鎌倉駅を降りると、ほどなく「小町通り」という名前のにぎやかな通りがある。
観光客目当てのおみやげやさんやお食事処が
ひしめきあう場所だ。
小町通りをまっすぐに歩いて前方、左の角に傘やさんが見えてきたら、そこを左に曲がる。
まっすぐに歩いていると、ちいさな踏切が見える。
その踏切の真ん前にその「焼き肉や」さんはあった。
ちいさな白い建物はすこしすすけたマッチ箱のようでふるぼったい引き戸のドアがぴっちりと閉まっていた。
そこにはそっけのないのれんがかかっていて、
なにやさんかまったくわからない外観から、香ばしい良い匂いが漂っていた。
古いドアについた窓から中をのぞいてみた。
中にはカウンター席が4席ほどあり、その後ろにテーブル席が2つほどあった。
すでに1組の家族が食事を楽しんでいる。
雰囲気に惹かれ、意を決して古ぼけた引き戸を開いた。
中にはおばあちゃんが二人いて、ほかには店員さんらしき人が誰もいない。
二人とも白い割烹着を着ている。
一人は少しふくよかで、髪は年の割には黒々としている。
もう一人は、細身で耳下くらいの白いおかっぱ頭だ。
たぶんこの店を切り盛りしているのは、ふくよかな方のおばあちゃんだ。
注文を取りにきたのは、細身のおばあちゃん。
にんまりと笑いながら、ご注文は?とつぶやく。
とりあえずビールを頼んだ。
細身のおばあちゃんはビールを運びながら
細い目をもっと細め茶目っ気たっぷりに話しかけてくる。
どことなく私のひいおばあちゃんに似ていた。
ひいおばあちゃんがぼけてしまったあとの顔に。
茶目っ気おばあちゃんが突然、2本目の瓶ビールをもってやってきた。
カウンター内で忙しく立ち振る舞うふくよかなおばあちゃんに背を向けて、人差し指で「しー」のポーズをする。

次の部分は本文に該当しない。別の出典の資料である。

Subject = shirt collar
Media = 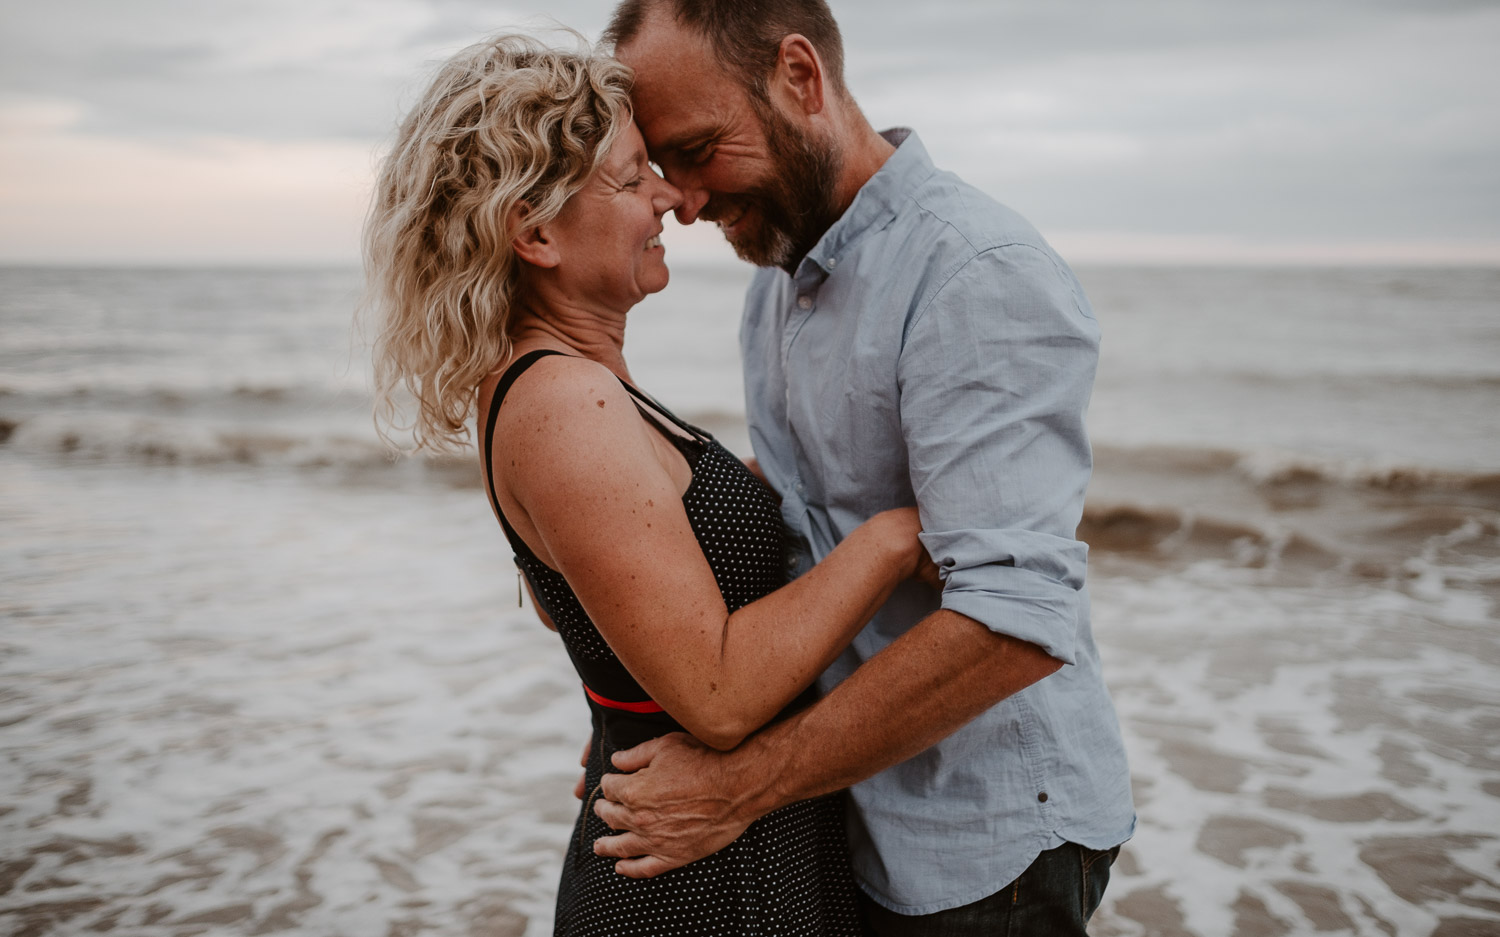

勝手にビールを振る舞ってくれて、私たちは困惑したけど、ふくよかなおばあちゃんはそれもすべてわかっているようで、ただ黙ってたんたんと、おもちのように白くてふっくらとした体を揺らしながら忙しく動いている。
韓国風の味噌汁が、このお店の一押しで、たっぷりの野菜が入った味噌汁なのだけれど、どこかぴりっとした辛みがある。
店内を見回すと、さっきまでいた家族連れがいない。
私達だけになったちいさな店内で、カウンター越しにふくよかなおばあちゃんが話してくれた。
おばあちゃんたちは80歳に近いということ。
戦争時代に青春まっただ中の彼女たちが、毎日生きるか死ぬかを繰り返していたこと。
空を飛ぶB29を目で追いかけながら暮らしたことなどを、ゆったりとした口調で話してくださった。
結局この焼き肉やさんにいったのは、この日を含めて2回だけ。
ある日突然なくなってしまった。
まったく忽然と。
跡地にはこじゃれた雑貨屋さんが立っていた。
あれはまさしくまぼろしの焼き肉やさんだ。
夢みたいに忽然と現れて、夢みたいなおばあちゃんが2人きりで切り盛りする。
あれは夢だ。
でも夢だけじゃ食っていけない時代を生き抜いた人たちのお店だった。
今でも幻の焼き肉屋の跡地をみるたびに
白い割烹着をきた二人のおばあちゃんがそれぞれの在り方で存在していたあの夜を思い出す。